Joining the Conversation: Why Study Theory?
If you are a student of sociology, one of the first things you learn is about theory. You are probably also required to take an entire course in sociological theory, which is not always students’ favorite course in the major. In our program, many students try and put it off, are told by others that it is “hard” or don’t see why they need it anyway.
When you become a student of sociology—or any other discipline, for that matter—you are joining a conversation already in progress. In the case of sociology, a conversation that has been taking place for more than a century and a half. In order to understand the conversation, and hopefully add to it yourself, it is important to know what everyone has been talking about.
Maybe you have something to add that no one has talked about yet, and need to convince the others why your idea matters. In order to do so, it would be helpful to point out how important it is in light of the conversation that has taken place. This is why when we have new ideas, it is vital to show how it is linked with or a departure from previous theories, to provide context to the conversation that has been taking place.

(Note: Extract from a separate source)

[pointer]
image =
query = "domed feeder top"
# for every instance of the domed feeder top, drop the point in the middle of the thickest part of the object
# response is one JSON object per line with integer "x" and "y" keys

It’s also important to know who started the conversation and why. In sociology, there are a few people whose ideas we regularly study. Émile Durkheim is one of the key founders of the discipline. Not only did he theorize about the ways in which societies operated, noting distinctions between industrial and pre-industrial societies, he detailed how sociology should operate in The Rules of Sociological Method. In this text, he argued that social facts are separate entities from people and should be studied as such.

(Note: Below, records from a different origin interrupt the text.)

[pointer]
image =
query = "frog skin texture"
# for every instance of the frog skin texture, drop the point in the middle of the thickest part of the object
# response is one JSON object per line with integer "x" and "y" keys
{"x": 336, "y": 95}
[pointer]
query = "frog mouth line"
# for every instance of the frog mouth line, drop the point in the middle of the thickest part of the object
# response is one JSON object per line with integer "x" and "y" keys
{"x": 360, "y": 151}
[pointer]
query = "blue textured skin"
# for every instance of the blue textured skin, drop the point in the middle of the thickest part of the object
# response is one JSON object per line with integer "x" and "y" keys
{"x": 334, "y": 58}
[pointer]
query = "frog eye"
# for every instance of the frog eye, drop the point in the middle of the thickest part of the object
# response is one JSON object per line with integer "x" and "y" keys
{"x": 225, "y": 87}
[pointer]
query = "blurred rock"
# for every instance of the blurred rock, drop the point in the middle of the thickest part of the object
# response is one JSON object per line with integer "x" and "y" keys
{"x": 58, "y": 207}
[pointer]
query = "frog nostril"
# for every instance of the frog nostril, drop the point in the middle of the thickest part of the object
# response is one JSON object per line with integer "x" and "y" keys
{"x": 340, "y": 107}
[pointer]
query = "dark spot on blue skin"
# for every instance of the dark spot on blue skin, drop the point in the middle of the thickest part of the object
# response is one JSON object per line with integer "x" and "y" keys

Of course, not everyone in the conversation has to agree with Durkheim—this is what makes the conversation interesting. Many scholars, such as Max Weber would argue that social facts can never be separated from people, and that how people make sense of such phenomena is what matters most.
The debates and even arguments that erupt over time give life to any discipline; as students of a discipline we don’t have to choose sides, but instead we should know that these debates have been about. We are certainly not limited to participating in the same debates, and might have some new ideas that borrow from different perspectives. But we first have to know what these perspectives are about.
Let's go back to the room analogy. What if you burst into a room of people talking about solving a particular problem; in your excitement, you share your solution. But how much do you really know about the nature of the problem the others were trying to solve? Whether your solution had been tried already, and if so, what the results had been? This is why we need to listen first and learn about the conversation in order to understand how our ideas fit it.
This doesn’t mean the conversation has remained the same since Durkheim first published his work in the nineteenth century. There have been moments where someone “interrupts” and suggests that we think about things differently. In the mid-twentieth century, C. Wright Mills argued that sociologists needed to broaden the discussion to include the general public and make sociology more accessible.
Mills also offered critiques of the dominant perspective of American sociology at the time, and insisted that sociologists better connect individuals’ experiences with the larger social structure. He was very aware of the previous conversation and debates, as he and co-author Hans Gerth translated Weber’s wok into English, and his book The Marxists looks critically at the application of Karl Marx’s ideas about capitalism within sociology.
You don’t have to become a social theorist to understand the importance of the conversation that has been taking place. Yes, the conversation can sometimes be philosophical and abstract, but understanding its roots will give you a foundation in sociological thought.